@kanaries/ml

KNearstNeighbors

API and practical guide for KNearstNeighbors in @kanaries/ml, including when to use it in JavaScript and TypeScript ML workflows.

Neighbors.KNearstNeighbors

constructor(
    kNeighbors: number = 5,
    weightType: IWeightType = 'uniform',
    distanceType: Distance.IDistanceType = 'euclidiean',
    pNorm: number = 2
)

Parameters

  • kNeighbors (number): number of neighbors used for prediction. Default is 5.
  • weightType ('uniform' | 'distance'): weighting strategy for voting. 'uniform' counts every neighbor equally while 'distance' weighs closer samples more.
  • distanceType (Distance.IDistanceType): distance metric. Defaults to 'euclidiean' but other metrics from Distance can be used.
  • pNorm (number): order of the norm when using Minkowski distance. Default is 2.

Algorithm

KNN is a lazy classifier. During prediction it computes the distance between the query sample and all training points. The closest kNeighbors points vote for the label. Voting can be uniform or weighted by inverse distance depending on weightType.

Example

const knn = new KNearstNeighbors(3, 'distance', '2-norm');
knn.fit(trainX, trainY);
const result = knn.predict(trainX);

Practical guide: KNearstNeighbors in JavaScript and TypeScript

KNearstNeighbors predicts from nearby examples and works as a strong non-parametric baseline for classification and regression.

When to use KNearstNeighbors

  • Decision boundaries are irregular and hard to model parametrically.
  • You need straightforward behavior that is easy to reason about.
  • Training time should be minimal and inference latency is acceptable.

Implementation workflow

  1. Scale numeric features and choose a distance metric.
  2. Fit on labeled examples and test multiple k values.
  3. Validate accuracy/latency tradeoffs before deployment.

JavaScript deployment notes

  • Prefer feature scaling for distance-based and gradient-based algorithms to improve stability.
  • In browser apps, run heavy training in Web Workers to keep UI interactions smooth.
  • Keep a simple baseline from the same module as a fallback model for comparison.

Search intents this page targets

  • KNearstNeighbors JavaScript
  • KNearstNeighbors TypeScript
  • KNearstNeighbors browser machine learning
  • @kanaries/ml KNearstNeighbors

FAQ

What problem does KNearstNeighbors solve in JavaScript machine learning projects?

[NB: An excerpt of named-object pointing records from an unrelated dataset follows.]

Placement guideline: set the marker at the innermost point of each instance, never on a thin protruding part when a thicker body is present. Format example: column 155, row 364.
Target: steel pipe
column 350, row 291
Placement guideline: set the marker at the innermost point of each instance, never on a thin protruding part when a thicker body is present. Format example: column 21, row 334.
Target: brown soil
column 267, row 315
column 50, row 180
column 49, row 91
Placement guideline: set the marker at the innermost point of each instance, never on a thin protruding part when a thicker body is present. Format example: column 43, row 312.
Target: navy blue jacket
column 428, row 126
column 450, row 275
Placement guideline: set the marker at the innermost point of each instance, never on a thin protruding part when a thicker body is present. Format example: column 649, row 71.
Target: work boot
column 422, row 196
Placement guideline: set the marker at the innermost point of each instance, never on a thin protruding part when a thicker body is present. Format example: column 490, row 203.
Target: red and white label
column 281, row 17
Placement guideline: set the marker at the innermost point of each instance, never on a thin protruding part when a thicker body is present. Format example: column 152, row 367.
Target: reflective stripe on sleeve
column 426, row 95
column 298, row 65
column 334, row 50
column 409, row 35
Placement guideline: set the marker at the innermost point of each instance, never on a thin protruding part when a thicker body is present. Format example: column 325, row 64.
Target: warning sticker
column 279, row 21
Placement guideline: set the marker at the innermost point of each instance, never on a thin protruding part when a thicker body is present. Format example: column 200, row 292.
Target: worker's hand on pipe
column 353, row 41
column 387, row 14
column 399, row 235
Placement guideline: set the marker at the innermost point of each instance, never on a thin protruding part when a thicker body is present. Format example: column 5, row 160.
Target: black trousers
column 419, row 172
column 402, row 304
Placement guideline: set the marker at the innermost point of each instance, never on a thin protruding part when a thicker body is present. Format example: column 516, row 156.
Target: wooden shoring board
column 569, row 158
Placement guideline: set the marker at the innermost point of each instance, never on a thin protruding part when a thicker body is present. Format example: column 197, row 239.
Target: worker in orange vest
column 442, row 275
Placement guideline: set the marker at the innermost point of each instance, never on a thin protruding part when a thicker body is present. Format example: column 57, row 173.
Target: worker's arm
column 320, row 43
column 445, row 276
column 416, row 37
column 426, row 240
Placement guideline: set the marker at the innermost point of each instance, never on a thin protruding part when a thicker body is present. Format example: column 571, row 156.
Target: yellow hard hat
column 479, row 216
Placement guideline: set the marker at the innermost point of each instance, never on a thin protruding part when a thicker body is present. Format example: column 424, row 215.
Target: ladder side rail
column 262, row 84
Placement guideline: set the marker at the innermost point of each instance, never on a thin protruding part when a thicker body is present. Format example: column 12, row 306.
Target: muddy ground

KNearstNeighbors helps teams implement production-ready ML workflows in browser and Node.js environments with a familiar scikit-learn-style API.

When should I choose KNearstNeighbors instead of other Neighbors algorithms?

Use KNearstNeighbors when it best matches your data shape, labeling strategy, and runtime constraints. Benchmark against at least one alternative in the same module before finalizing defaults.

Can I run KNearstNeighbors in both browser and Node.js with @kanaries/ml?

Yes. @kanaries/ml is designed for JavaScript and TypeScript runtimes across browser applications, server-side Node.js services, and edge-friendly workflows.